We are now at a stage where the ITAD service provider is more sophisticated than the average customer. This is not to say that there may not still be hundreds, if not thousands, of unsophisticated providers, or that there are not many businesses properly managing end-of-life equipment disposal. However, the organizations that are following and executing a strict asset and data disposition program are the minority.

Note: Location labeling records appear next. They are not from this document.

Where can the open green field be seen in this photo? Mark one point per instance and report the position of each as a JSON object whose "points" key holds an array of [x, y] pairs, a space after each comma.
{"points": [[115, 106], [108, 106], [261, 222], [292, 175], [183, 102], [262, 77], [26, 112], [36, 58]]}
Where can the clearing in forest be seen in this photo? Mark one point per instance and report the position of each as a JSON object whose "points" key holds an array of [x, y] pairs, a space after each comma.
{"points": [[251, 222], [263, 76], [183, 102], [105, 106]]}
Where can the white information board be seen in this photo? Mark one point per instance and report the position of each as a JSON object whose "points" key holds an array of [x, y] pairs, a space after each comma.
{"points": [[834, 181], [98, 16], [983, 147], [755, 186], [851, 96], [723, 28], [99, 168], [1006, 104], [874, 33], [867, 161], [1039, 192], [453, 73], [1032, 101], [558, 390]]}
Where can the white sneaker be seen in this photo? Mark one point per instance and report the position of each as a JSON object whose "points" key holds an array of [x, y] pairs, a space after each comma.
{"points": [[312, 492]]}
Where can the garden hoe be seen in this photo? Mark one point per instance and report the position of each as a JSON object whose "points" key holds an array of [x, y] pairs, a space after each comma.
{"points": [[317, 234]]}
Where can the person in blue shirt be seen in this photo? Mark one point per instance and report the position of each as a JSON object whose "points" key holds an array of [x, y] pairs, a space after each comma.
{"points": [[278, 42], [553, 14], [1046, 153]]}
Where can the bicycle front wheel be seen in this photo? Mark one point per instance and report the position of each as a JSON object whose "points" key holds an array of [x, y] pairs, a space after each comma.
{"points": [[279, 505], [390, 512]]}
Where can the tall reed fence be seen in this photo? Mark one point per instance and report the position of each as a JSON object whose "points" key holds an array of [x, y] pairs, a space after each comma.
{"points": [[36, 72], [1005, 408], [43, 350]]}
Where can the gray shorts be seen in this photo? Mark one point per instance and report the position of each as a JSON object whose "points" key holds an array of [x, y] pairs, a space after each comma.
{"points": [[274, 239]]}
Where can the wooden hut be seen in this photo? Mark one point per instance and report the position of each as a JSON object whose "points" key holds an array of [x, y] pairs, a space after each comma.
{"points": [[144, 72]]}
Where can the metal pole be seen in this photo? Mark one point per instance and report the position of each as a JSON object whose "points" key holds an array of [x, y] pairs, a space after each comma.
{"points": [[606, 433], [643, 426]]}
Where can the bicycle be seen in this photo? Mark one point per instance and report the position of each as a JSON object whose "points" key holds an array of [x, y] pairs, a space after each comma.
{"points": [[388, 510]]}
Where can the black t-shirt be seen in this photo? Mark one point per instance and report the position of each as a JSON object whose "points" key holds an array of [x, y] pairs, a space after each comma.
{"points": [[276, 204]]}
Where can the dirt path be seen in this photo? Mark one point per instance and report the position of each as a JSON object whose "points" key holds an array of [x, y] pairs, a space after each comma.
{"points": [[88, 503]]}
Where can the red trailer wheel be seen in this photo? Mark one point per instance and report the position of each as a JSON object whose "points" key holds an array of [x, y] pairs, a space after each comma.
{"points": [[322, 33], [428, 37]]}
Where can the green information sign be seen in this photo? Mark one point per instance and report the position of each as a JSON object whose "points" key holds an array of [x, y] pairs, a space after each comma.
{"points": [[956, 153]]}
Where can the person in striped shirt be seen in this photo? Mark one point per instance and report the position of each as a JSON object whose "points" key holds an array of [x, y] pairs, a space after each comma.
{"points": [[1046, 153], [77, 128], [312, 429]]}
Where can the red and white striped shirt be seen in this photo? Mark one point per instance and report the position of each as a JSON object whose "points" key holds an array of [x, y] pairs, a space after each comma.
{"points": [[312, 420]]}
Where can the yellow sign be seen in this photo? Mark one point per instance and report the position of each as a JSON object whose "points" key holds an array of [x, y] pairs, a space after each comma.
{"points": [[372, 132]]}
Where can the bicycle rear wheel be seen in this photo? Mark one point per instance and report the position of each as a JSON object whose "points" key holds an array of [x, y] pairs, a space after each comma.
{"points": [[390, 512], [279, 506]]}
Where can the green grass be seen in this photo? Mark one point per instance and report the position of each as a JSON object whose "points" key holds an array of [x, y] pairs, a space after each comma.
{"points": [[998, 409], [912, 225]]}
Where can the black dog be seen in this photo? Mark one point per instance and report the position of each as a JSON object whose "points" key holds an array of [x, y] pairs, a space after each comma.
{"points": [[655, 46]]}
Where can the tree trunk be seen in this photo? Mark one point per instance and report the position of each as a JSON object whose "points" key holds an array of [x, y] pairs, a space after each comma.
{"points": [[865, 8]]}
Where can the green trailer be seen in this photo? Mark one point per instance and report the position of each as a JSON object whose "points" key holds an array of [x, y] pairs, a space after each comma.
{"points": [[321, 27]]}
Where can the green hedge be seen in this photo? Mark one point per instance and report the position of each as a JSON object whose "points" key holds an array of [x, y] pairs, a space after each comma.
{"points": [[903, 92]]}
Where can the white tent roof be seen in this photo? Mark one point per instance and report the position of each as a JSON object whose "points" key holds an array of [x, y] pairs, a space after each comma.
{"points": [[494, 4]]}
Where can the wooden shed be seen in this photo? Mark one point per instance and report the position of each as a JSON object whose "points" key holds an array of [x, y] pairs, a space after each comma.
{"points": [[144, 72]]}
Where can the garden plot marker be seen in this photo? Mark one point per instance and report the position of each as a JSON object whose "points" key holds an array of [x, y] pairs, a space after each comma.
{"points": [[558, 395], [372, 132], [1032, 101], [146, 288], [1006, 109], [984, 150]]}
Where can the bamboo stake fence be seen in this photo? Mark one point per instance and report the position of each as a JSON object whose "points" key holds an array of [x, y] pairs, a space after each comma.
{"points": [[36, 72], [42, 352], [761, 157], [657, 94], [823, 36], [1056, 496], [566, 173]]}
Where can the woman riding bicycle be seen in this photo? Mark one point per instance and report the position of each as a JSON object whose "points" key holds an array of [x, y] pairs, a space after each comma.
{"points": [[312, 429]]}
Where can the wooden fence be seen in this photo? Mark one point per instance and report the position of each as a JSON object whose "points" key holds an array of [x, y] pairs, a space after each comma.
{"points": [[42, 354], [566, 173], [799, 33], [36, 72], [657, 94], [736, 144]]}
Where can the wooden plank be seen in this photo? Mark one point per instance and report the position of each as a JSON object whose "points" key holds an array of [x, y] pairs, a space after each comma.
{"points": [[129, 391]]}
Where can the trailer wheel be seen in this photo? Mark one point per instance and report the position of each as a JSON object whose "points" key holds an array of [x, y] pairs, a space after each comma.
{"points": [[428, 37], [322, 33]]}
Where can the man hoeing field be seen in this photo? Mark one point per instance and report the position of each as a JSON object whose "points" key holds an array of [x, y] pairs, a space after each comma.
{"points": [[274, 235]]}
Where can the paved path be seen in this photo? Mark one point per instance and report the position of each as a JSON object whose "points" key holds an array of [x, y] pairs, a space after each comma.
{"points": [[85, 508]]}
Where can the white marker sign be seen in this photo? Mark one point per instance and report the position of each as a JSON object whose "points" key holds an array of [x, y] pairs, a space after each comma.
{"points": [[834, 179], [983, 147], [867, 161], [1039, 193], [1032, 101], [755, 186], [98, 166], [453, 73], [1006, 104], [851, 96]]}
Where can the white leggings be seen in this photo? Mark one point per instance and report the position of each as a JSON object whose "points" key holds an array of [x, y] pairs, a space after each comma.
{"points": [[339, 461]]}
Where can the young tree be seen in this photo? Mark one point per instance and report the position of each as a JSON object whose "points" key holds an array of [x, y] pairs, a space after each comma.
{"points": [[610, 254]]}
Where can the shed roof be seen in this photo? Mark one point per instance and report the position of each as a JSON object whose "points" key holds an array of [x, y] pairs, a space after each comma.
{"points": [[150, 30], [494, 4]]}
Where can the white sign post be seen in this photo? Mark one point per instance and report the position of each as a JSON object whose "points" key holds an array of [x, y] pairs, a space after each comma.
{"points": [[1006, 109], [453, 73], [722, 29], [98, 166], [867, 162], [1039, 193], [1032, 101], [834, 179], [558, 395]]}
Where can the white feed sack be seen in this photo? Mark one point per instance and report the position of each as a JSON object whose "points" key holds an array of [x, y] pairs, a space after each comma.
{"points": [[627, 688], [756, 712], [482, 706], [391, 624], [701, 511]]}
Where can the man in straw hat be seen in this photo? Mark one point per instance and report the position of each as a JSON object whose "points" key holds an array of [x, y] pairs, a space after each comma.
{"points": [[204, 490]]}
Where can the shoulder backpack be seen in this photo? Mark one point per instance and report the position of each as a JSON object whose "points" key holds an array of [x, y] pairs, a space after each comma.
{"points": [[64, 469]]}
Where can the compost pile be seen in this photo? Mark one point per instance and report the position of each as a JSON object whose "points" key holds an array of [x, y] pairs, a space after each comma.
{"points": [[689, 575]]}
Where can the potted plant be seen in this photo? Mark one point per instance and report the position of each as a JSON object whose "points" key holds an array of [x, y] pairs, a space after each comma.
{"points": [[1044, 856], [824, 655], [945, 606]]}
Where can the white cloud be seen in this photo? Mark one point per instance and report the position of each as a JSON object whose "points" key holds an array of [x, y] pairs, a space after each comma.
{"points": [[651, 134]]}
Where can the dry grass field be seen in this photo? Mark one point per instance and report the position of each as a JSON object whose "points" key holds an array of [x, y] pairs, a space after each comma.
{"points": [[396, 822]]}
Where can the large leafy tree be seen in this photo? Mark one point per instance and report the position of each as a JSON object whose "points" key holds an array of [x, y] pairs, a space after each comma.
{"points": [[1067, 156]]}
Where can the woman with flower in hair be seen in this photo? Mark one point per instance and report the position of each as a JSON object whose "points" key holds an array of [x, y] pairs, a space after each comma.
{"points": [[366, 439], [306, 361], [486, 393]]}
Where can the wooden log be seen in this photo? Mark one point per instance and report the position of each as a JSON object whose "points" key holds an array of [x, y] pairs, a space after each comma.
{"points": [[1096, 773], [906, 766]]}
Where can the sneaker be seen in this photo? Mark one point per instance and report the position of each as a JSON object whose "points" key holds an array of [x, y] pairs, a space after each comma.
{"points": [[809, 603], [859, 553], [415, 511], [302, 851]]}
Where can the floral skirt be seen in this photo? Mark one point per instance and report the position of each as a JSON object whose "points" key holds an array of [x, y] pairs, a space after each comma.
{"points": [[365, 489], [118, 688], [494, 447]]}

Customers now in the ‘Wild West’
From the ITAD industry’s perspective, it is now the customer that is operating in the “Wild West.” Most companies do not have clear written policies and procedures that account for the complexity of managing the disposition process. If they do have a strong written program, they might fail to assign accountability, training, maintenance, measuring and instituting corrective actions for failures of the program. Sometimes a program will lack a budget or procurement process that guarantees a suitable solution and that competent vendors are selected.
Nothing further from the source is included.